Reported by Ashley Wills
After seven months of covering up, Saskatchewan residents are seizing every moment to be outside.
But warm temperatures come with a high risk of burning.
“Skin cancer is the most common cancer that someone will get in their lifetime,” said Dr. Lisa Kellett with the Canadian Dermatology Association.
If the UV index is less than two you are not as likely to get a sunburn. But the higher UV index number, the greater the need to take sun protective precautions
There are several ways to protect skin from the sun — Kellett suggests seeking shade or avoiding the sun between 10 a.m. and 4 p.m. on hot days.
“So if you’re playing tennis or golfing, try to golf early on in the morning or later on in the day.”
Other options include wearing sun protective clothing or using a proper sun block with UVA and UVB blockers and an SPF of 30 or higher.
Kellett said she looks for shirts and pants with a tighter weave.
“I tell patients to hold it to the sun and if you can’t see light through that, then that is protecting you from the sun.”
Some people believe that getting a base tan will protect the skin from a serious burn, but Kellett disagrees.

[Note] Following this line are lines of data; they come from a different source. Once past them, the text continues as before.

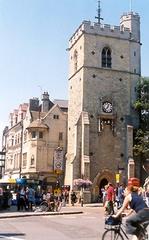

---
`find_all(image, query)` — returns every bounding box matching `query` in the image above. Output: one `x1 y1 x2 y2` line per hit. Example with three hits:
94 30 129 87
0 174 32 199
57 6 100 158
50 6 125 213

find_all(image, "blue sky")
0 0 149 148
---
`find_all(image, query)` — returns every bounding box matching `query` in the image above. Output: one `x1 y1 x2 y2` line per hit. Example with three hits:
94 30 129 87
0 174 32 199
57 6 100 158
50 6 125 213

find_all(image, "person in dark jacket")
113 186 149 239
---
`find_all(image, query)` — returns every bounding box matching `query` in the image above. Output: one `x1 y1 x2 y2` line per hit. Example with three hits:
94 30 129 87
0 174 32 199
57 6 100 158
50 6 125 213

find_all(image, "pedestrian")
26 186 35 211
19 186 27 210
113 181 149 239
117 184 125 208
106 182 115 214
71 190 77 206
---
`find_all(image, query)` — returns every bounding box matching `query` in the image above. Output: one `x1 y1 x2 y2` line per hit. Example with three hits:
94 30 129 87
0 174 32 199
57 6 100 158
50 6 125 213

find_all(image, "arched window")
102 47 112 68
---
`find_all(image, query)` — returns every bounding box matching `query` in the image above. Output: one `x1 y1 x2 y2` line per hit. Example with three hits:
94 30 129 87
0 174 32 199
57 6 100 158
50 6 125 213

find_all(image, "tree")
133 77 149 161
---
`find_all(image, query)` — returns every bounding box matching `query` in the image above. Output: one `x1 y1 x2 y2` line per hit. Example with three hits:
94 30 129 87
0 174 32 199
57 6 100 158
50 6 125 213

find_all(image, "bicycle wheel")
102 229 124 240
39 202 49 212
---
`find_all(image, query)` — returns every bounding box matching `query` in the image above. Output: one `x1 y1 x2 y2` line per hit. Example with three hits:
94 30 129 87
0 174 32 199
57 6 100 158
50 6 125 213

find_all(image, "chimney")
29 98 39 111
41 92 50 112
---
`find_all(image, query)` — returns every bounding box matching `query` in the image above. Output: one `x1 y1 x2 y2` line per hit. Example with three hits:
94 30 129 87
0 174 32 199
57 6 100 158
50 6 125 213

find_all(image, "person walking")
26 186 35 211
105 182 115 214
113 181 149 240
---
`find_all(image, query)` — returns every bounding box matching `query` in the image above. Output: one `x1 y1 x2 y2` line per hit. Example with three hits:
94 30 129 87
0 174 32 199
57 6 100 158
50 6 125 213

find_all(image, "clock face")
102 102 112 113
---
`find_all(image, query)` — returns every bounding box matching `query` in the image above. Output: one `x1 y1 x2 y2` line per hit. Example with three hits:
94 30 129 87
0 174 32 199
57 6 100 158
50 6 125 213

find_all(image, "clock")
102 102 112 113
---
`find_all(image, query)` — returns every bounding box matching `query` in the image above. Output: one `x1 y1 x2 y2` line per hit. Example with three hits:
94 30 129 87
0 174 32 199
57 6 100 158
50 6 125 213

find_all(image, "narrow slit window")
102 47 112 68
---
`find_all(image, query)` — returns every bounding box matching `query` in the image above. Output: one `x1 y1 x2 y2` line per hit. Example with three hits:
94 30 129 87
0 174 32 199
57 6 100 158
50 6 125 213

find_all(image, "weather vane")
95 0 103 24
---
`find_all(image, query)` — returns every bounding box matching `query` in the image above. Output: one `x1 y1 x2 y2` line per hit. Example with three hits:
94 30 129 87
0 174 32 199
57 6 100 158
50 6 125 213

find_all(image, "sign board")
54 148 64 172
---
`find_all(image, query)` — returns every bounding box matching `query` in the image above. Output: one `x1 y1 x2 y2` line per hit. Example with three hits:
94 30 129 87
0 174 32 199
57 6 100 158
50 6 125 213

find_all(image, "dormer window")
101 47 112 68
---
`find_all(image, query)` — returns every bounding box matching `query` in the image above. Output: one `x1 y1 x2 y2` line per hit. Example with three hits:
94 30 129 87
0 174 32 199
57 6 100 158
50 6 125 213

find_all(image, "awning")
0 178 16 183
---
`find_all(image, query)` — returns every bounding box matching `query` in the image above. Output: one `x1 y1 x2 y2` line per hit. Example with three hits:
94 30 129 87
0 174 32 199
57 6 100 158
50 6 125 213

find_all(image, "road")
0 207 104 240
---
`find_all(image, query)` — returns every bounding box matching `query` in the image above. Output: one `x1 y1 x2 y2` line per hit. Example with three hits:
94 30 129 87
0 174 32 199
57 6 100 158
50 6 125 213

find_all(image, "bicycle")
35 200 62 212
102 216 149 240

“Any time you tan your skin, you’ve damaged it. So if you have a tan, then you have damaged your skin,” she said.
It is also thought by some that tanning behaviour boosts endorphins – but for Kellett, the risk of cancer isn’t worth it.
“If you talk to any of my patients who do have skin cancer and who are coming in and I’m cutting it out, they will say that going out and getting a tan is not worth it,” the dermatologist said from her office in Toronto.
“It’s unfortunate that those people who have skin cancer can’t spread that message to people who are younger.”
There are other consequences that come from pursuing a golden tan.
“From a cosmetic point of view, the sun does cause sun damage in the form of brown spots, spider veins and skin tone and texture that is irregular,” said Kellett.
She added that more celebrities – like Nicole Kidman and Madonna – are donning pale looks.
Kellett recommends doing a skin self examination once a month to look for any new moles or moles that have changed in size, shape, colour or border.
“Our goal is to teach people to protect their skin, and if you have a tan you’ve damaged your skin.”
“As a dermatologist, I say no tanning at any time.”